The Vatican announced on Wednesday that religious orders can select lay brothers to serve as provincial superior or superior general of the communities, America magazine reported.
According to a rescript from the Congregation for Institutes of Consecrated Life and Societies of Apostolic Life, a body that oversees the religious orders, the exception to canon law was approved by Pope Francis on Feb. 11.
The rescript does not give permanent permission to elect a brother as a superior general.
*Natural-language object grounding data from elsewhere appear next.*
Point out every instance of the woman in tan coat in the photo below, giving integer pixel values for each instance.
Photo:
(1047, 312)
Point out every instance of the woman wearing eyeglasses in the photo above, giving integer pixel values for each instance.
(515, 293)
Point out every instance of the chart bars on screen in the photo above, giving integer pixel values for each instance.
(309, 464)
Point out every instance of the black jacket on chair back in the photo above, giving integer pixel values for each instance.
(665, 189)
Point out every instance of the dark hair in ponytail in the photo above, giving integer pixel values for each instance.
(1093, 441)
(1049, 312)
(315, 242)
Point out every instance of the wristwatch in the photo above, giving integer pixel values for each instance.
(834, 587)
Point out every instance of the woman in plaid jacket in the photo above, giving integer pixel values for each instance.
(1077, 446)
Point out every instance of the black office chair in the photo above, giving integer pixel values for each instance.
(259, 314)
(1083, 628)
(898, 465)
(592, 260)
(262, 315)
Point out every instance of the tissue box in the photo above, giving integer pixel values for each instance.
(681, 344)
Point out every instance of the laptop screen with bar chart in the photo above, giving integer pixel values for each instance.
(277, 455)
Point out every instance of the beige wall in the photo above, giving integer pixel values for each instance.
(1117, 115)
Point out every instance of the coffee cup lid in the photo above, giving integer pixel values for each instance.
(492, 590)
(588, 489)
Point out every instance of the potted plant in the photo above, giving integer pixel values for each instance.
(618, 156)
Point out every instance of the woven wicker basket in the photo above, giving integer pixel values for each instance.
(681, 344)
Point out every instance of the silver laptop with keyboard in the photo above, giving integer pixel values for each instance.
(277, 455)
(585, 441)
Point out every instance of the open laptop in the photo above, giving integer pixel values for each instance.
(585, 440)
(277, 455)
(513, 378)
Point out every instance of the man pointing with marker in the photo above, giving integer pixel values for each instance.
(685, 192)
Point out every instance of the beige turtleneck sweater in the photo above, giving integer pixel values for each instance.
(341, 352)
Instead, it requires those seeking the position to obtain a license from the overseeing body.
The Vatican office also said it ''reserves the right to evaluate the individual case and the reasons given by the supreme moderator or the general chapter'' of the order for choosing a brother.
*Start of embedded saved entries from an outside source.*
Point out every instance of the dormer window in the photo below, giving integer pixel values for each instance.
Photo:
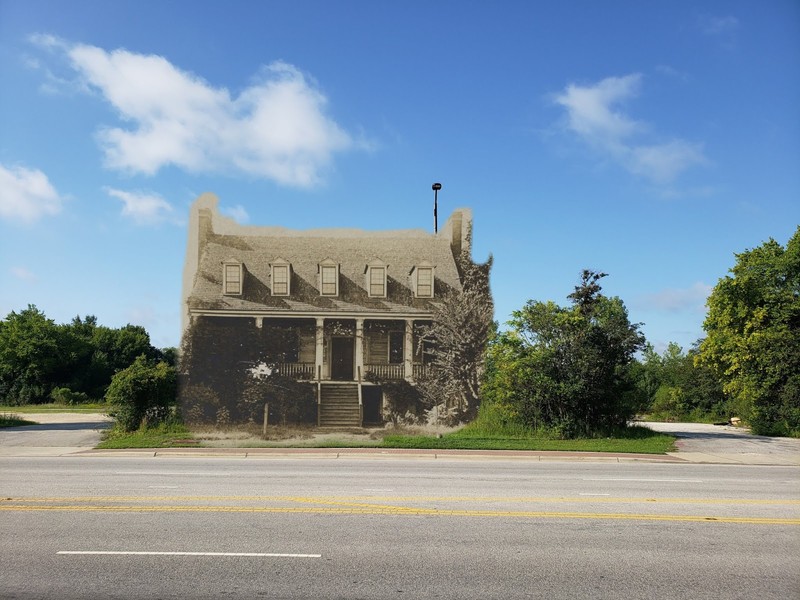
(281, 276)
(422, 280)
(328, 278)
(232, 277)
(376, 279)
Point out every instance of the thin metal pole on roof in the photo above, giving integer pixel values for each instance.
(436, 187)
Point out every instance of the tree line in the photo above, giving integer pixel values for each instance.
(42, 361)
(578, 370)
(585, 369)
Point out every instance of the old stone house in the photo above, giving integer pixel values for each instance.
(356, 299)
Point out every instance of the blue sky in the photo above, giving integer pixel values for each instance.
(648, 140)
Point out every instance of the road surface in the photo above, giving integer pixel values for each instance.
(87, 526)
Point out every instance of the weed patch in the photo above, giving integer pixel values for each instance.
(12, 420)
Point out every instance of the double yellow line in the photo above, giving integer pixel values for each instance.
(370, 506)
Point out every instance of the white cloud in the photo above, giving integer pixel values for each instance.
(676, 300)
(26, 195)
(594, 115)
(142, 207)
(237, 213)
(711, 25)
(23, 274)
(276, 128)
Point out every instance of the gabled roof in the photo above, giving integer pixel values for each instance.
(220, 239)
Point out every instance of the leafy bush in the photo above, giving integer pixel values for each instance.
(567, 370)
(142, 393)
(68, 397)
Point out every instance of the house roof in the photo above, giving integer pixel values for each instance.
(352, 250)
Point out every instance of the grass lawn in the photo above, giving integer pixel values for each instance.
(93, 407)
(656, 444)
(12, 420)
(163, 436)
(634, 440)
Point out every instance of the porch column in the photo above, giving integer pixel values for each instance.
(408, 351)
(360, 348)
(320, 342)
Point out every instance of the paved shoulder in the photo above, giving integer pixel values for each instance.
(54, 434)
(703, 443)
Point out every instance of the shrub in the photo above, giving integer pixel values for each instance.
(142, 393)
(67, 396)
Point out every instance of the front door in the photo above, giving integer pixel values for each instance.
(342, 358)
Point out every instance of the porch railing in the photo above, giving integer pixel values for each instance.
(420, 370)
(385, 371)
(297, 370)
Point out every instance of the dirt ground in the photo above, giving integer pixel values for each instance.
(252, 436)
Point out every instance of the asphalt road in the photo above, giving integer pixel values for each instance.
(54, 434)
(392, 527)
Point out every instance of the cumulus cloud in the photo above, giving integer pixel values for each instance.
(276, 128)
(143, 208)
(595, 114)
(26, 194)
(677, 300)
(714, 25)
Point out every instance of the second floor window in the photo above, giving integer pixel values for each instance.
(232, 279)
(377, 282)
(280, 280)
(396, 340)
(328, 280)
(424, 282)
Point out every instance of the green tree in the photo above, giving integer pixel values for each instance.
(143, 392)
(30, 357)
(672, 386)
(455, 343)
(753, 336)
(567, 370)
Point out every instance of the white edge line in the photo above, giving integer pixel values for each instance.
(147, 553)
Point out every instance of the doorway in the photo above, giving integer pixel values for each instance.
(342, 358)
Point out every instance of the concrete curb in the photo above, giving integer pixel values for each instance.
(383, 453)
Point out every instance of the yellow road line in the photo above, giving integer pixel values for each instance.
(371, 499)
(402, 511)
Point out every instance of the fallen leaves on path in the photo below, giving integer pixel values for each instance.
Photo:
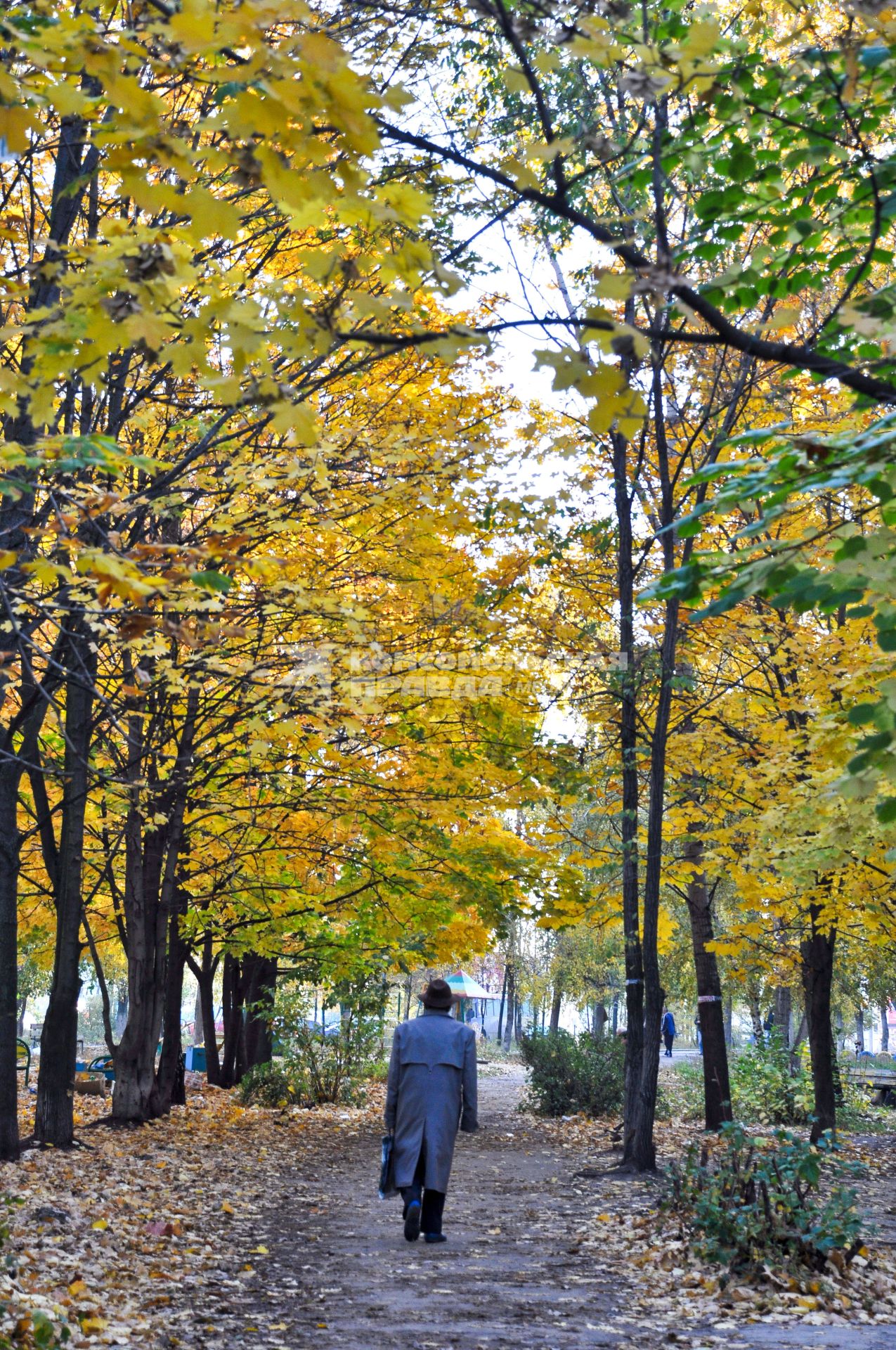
(111, 1235)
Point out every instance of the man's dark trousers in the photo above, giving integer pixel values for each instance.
(434, 1202)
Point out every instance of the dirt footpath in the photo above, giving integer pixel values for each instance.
(324, 1264)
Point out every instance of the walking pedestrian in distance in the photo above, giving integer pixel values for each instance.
(431, 1091)
(668, 1031)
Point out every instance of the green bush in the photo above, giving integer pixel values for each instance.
(268, 1084)
(574, 1074)
(313, 1068)
(767, 1088)
(746, 1203)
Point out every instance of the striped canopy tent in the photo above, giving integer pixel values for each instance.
(466, 987)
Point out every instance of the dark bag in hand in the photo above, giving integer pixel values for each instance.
(388, 1168)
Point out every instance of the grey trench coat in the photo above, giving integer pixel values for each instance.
(432, 1088)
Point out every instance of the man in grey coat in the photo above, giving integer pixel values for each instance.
(432, 1090)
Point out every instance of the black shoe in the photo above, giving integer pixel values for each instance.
(412, 1222)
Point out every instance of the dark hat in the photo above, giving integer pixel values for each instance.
(439, 994)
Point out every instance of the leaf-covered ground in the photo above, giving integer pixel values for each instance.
(226, 1226)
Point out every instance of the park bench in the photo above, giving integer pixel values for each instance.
(23, 1059)
(103, 1064)
(881, 1081)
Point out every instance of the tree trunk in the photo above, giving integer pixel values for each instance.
(717, 1090)
(630, 790)
(10, 861)
(205, 989)
(601, 1018)
(233, 1017)
(120, 1009)
(197, 1017)
(504, 996)
(783, 1012)
(818, 974)
(170, 1088)
(557, 1003)
(261, 983)
(150, 895)
(54, 1117)
(510, 1008)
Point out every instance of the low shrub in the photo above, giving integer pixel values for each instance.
(753, 1202)
(771, 1087)
(268, 1084)
(571, 1074)
(315, 1068)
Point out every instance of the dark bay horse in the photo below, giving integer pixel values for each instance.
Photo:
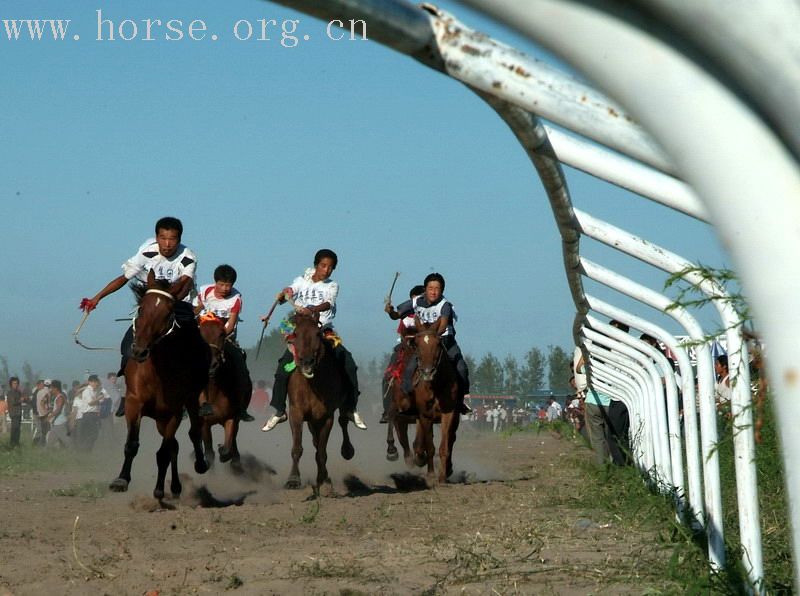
(436, 398)
(316, 390)
(167, 371)
(221, 394)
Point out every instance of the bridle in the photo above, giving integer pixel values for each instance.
(427, 374)
(219, 349)
(314, 359)
(173, 322)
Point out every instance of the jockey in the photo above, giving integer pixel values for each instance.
(315, 292)
(222, 300)
(433, 307)
(406, 322)
(170, 261)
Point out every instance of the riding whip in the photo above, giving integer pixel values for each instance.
(266, 322)
(83, 306)
(391, 289)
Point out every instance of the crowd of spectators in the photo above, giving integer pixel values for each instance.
(60, 416)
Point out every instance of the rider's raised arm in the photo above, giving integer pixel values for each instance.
(111, 287)
(403, 310)
(181, 288)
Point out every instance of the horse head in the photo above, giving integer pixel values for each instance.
(155, 317)
(212, 329)
(428, 348)
(308, 343)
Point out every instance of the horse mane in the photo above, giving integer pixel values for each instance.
(140, 290)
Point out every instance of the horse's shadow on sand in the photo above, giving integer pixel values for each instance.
(405, 482)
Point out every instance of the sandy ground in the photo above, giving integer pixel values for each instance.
(518, 521)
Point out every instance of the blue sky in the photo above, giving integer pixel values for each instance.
(268, 153)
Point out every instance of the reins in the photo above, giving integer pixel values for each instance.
(172, 327)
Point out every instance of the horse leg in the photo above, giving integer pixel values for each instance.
(347, 451)
(420, 455)
(208, 445)
(448, 428)
(402, 436)
(195, 436)
(322, 431)
(175, 483)
(133, 418)
(236, 460)
(226, 449)
(296, 423)
(391, 450)
(167, 454)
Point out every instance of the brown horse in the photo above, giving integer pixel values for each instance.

The move from Pope Francis comes five years after the Franciscan family — which includes the Order of Friars Minor, Capuchins, Conventual Franciscans, and the Third Order Regulars — asked him to allow the exception.
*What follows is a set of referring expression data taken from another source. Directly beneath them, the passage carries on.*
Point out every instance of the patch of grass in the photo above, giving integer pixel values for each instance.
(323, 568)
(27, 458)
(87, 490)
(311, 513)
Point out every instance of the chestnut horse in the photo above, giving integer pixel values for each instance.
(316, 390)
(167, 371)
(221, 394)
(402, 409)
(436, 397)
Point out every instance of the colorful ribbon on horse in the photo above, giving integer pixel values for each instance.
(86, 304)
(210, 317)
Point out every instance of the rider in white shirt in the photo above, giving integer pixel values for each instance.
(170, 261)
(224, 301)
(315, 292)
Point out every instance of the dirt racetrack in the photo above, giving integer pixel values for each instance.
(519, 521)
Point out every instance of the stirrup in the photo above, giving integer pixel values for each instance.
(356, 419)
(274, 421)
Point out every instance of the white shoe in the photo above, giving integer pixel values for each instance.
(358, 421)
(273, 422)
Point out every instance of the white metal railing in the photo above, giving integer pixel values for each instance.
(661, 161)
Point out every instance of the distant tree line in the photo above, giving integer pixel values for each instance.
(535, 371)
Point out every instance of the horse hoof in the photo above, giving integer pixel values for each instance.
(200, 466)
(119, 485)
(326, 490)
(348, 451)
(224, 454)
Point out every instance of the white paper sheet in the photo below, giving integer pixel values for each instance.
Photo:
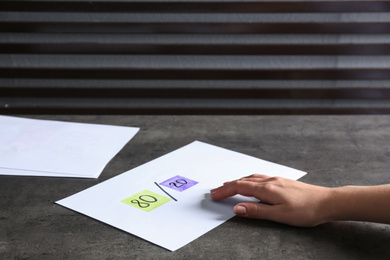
(32, 147)
(134, 203)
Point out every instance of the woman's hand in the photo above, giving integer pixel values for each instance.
(287, 201)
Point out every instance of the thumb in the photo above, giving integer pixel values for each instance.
(252, 210)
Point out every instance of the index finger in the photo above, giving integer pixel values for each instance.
(245, 188)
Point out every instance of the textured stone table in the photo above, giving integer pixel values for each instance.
(334, 150)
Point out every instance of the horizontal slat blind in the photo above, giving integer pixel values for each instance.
(195, 57)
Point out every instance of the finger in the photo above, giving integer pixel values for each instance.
(256, 211)
(245, 188)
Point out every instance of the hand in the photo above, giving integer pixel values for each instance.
(290, 202)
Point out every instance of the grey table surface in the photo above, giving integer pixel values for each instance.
(334, 150)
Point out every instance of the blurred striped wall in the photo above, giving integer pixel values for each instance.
(194, 57)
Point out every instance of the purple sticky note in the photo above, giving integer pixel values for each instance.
(179, 183)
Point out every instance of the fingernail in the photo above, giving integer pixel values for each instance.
(240, 210)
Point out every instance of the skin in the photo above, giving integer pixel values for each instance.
(300, 204)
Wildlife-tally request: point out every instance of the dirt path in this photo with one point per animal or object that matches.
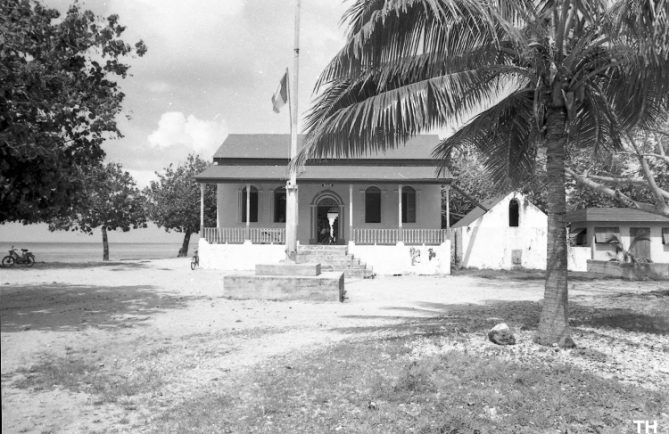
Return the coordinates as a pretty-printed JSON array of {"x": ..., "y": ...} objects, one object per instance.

The Rev. Michael Perry, a former general minister of the Order of Friars Minor, told Vatican Radio in 2017 that the pope was ''looking at the possibilities for moving this project forward'' regarding the election or selection of lay brothers to the positions, according to Crux.
''We left a letter as a formal request for a dispensation'' from canon law requirements, Perry said.
''In addition, we have spoken of the importance of the possibility of allowing lay friars to serve in an ordinary way in our respective orders,'' he added.